Ong Han Cu tentu saja maklum akan bahaya serangan ini, maka tiba-tiba ia berseru keras dan kagetlah Kim-gan-liong karena tiba-tiba ia tidak melihat lagi bayangan lawannya. Tiba-tiba dari belakang ia mendengar angin menyambar dan cepat ia merendahkan diri sambil melangkah maju terus membalikkan tubuhnya.
Ternyata bahwa lawannya telah berada dibelakangnya, maka tahulah ia bahwa Pat-jiu kiam-ong dengan ginkangnya yang luar biasa telah melakukan lompatan luar biasa melalui atas kepalanya dan dengan cara demikian menghindar diri sekali gus dari pada serangannya.

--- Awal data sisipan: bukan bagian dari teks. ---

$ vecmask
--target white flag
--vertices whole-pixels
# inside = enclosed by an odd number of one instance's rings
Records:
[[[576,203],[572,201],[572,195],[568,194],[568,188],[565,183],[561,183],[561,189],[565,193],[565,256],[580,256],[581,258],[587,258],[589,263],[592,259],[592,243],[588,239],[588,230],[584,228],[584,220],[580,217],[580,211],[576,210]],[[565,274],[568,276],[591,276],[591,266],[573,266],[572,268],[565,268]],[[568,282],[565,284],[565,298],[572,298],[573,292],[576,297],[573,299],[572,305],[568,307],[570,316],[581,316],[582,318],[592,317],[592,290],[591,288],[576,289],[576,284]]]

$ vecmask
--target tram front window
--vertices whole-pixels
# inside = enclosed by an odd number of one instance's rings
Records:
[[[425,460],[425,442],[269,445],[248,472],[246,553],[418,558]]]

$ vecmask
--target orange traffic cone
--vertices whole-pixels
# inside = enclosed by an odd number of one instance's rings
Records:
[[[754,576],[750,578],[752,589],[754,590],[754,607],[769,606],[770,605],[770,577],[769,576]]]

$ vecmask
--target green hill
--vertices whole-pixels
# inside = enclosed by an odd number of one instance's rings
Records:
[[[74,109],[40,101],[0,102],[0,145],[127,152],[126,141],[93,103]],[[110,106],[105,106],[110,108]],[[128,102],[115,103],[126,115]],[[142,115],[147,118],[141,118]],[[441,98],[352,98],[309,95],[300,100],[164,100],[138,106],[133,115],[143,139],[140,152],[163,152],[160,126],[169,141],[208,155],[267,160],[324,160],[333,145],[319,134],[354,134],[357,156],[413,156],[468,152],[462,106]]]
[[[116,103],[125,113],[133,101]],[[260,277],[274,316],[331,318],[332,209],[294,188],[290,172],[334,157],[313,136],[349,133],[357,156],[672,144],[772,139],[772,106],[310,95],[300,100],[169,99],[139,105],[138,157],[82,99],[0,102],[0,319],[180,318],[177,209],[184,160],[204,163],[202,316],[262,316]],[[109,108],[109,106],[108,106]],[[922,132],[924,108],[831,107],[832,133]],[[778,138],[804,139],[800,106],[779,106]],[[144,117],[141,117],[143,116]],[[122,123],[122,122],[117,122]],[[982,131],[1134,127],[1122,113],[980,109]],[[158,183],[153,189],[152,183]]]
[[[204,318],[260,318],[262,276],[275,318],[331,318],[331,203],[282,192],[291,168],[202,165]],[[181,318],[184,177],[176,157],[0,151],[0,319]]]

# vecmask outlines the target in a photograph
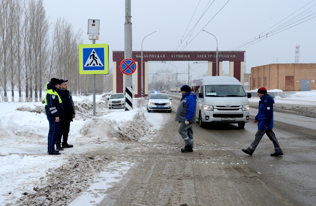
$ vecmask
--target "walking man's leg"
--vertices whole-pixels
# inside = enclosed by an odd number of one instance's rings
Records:
[[[69,133],[70,128],[70,122],[66,121],[63,123],[64,131],[63,133],[63,146],[67,145],[67,141],[68,140],[68,134]]]
[[[274,151],[275,153],[277,154],[279,154],[279,155],[281,155],[281,154],[283,154],[283,152],[281,149],[281,148],[280,147],[280,144],[279,144],[279,142],[278,141],[276,137],[276,135],[274,134],[274,132],[272,130],[267,130],[266,134],[267,134],[267,135],[270,140],[272,141],[273,143],[273,145],[274,145]]]
[[[251,154],[250,155],[252,155],[252,153],[254,152],[255,150],[256,149],[257,146],[259,144],[259,143],[260,142],[260,141],[261,140],[261,139],[265,133],[266,131],[266,130],[258,130],[257,133],[256,133],[256,135],[255,136],[254,141],[252,142],[252,143],[251,143],[250,146],[248,147],[246,149],[247,151]]]
[[[191,140],[191,146],[193,148],[193,124],[188,129],[188,136]]]

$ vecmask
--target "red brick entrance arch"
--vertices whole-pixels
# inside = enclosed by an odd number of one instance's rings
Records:
[[[135,74],[135,97],[141,96],[141,52],[133,52],[133,59],[137,64]],[[216,74],[216,52],[144,52],[143,53],[143,76],[144,95],[148,94],[148,61],[208,61],[209,76]],[[222,62],[229,61],[229,75],[236,78],[242,84],[244,81],[244,61],[245,51],[218,52],[218,74],[222,74]],[[113,52],[113,92],[123,93],[124,75],[120,69],[120,64],[124,59],[124,51]]]

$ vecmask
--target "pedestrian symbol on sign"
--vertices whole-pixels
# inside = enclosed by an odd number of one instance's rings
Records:
[[[94,49],[92,49],[84,65],[85,67],[103,66],[102,61],[100,60]]]

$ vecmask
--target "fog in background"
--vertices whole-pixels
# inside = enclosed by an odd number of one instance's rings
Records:
[[[140,50],[143,37],[155,30],[157,32],[144,41],[143,50],[174,51],[187,27],[185,36],[198,21],[207,5],[208,3],[209,6],[212,1],[132,0],[133,51]],[[219,50],[228,50],[260,34],[310,1],[230,0],[204,29],[216,36]],[[186,46],[182,46],[193,39],[227,2],[214,1],[198,21],[189,41],[185,40],[177,51],[216,51],[215,38],[203,31]],[[315,4],[312,2],[308,7]],[[85,44],[91,43],[86,36],[88,19],[100,19],[100,36],[96,43],[108,44],[110,52],[124,50],[124,1],[44,0],[44,4],[51,21],[54,21],[59,16],[64,17],[72,24],[75,30],[81,28]],[[294,63],[296,45],[301,45],[300,63],[315,63],[315,21],[316,18],[309,20],[242,50],[246,52],[245,72],[250,73],[251,67],[276,63],[276,58],[279,63]],[[112,52],[110,58],[111,67]],[[175,68],[169,65],[170,63],[149,63],[149,73],[167,68],[175,73]],[[178,67],[178,72],[187,72],[187,62],[172,64]],[[190,64],[192,78],[206,73],[207,64],[192,62]],[[228,64],[224,64],[224,72],[228,73]],[[178,78],[187,79],[187,75],[179,75]]]

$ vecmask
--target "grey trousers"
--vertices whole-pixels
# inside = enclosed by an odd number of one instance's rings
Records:
[[[185,143],[185,146],[191,145],[193,148],[193,123],[190,123],[187,125],[183,122],[180,123],[179,127],[179,133],[183,138]]]
[[[260,142],[260,140],[261,140],[261,138],[265,134],[267,134],[268,137],[273,142],[273,145],[274,145],[274,151],[275,152],[278,153],[283,153],[282,149],[280,147],[280,144],[279,144],[279,142],[276,139],[276,137],[274,132],[273,132],[273,131],[272,131],[272,129],[267,130],[258,130],[258,131],[256,133],[255,141],[247,148],[247,151],[252,154],[255,151],[255,150],[256,149],[257,146],[258,146],[259,143]]]

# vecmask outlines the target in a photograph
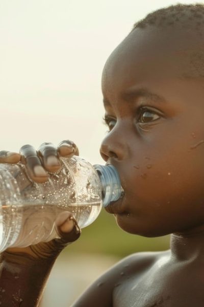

Akan tetapi ia merasa malu sekali karena ternyata setibanya dibelakangnya, raja pedang itu hanya mengebutkan ujung lengan baju kirinya untuk memberitahu bahwa ia berada dibelakangnya.
Saking malunya, Kim-gan-liong menjadi penasaran sekali dan sambil berseru keras ia lalu bersilat pedang. Ia mengerahkan seluruh ilmu pedangnya dari cabang Kun-lun-pai dan mengeluarkan tipu-tipu yang paling berbahaya dan sukar ditangkis.
Akan tetapi benar-benar Pat-jiu kiam-ong lihai sekali. Dengan tenang dan lambat ia menggerakkan pedangnya, namun pedang itu telah merupakan benteng baja yang membuat pedang di tangan Kim-gan-liong selalu terpental kembali dengan telapak tangan merasa perih. Tiga puluh jurus lebih Kim-gan-liong mengeluarkan kepandaiannya namun sedikit juga ia tidak dapat mendesak lawannya. Jangankan mendesak, bahkan selama iru Pat-jiu kiam-ong tak pernah merobah kedudukan kakinya dan sambil berdiri biasa saja ia telah dapat menangkis semua serangan.
Tiba-tiba Pat-jiu kiam-ong berkata perlahan, "Kim-gan-liong , sekarang kau jagalah seranganku!"
Kim-gan-liong terkejut sekali dan buru-buru ia mainkan ilmu pedang Wanita Cantik Membuka Payung. Pedangnya diputar sedemikian rupa merupakan payung yang memayungi seluruh tubuhnya. Akan tetapi pandangan matanya segera menjadi kabur ketika pedang Pat-jiu kiam-ong berkelebatan bagaikan halilintar menyambar-nyambar.
Silau matanya melihat cahaya pedang ini dan tanpa diketahui bagaimana caranya, tahu-tahu pedang ditangannya telah terlepas dari pegangan dan ketika ia membuka matanya, ternyata bahwa pedangnya itu telah berada di tangan kiri Pat-jiu kiam-ong. Raja pedang itu tersenyum ramah dan mengembalikan pedangnya sambil berkata.
"Ilmu pedangmu cukup lihai, Kim-gan-liong!"
Cin Lu Ek berdiri bengong dan setelah menerima pedangnya cepat ia maju memberi hormat sambil membongkokkan tubuhnya.
"Ah, luar biasa sekali ....! serunya. "Biar matipun aku Cin Lu Ek tidak merasa penasaran setelah menyaksikan ilmu pedang dari Kiam-Ong (Raja Pedang)!"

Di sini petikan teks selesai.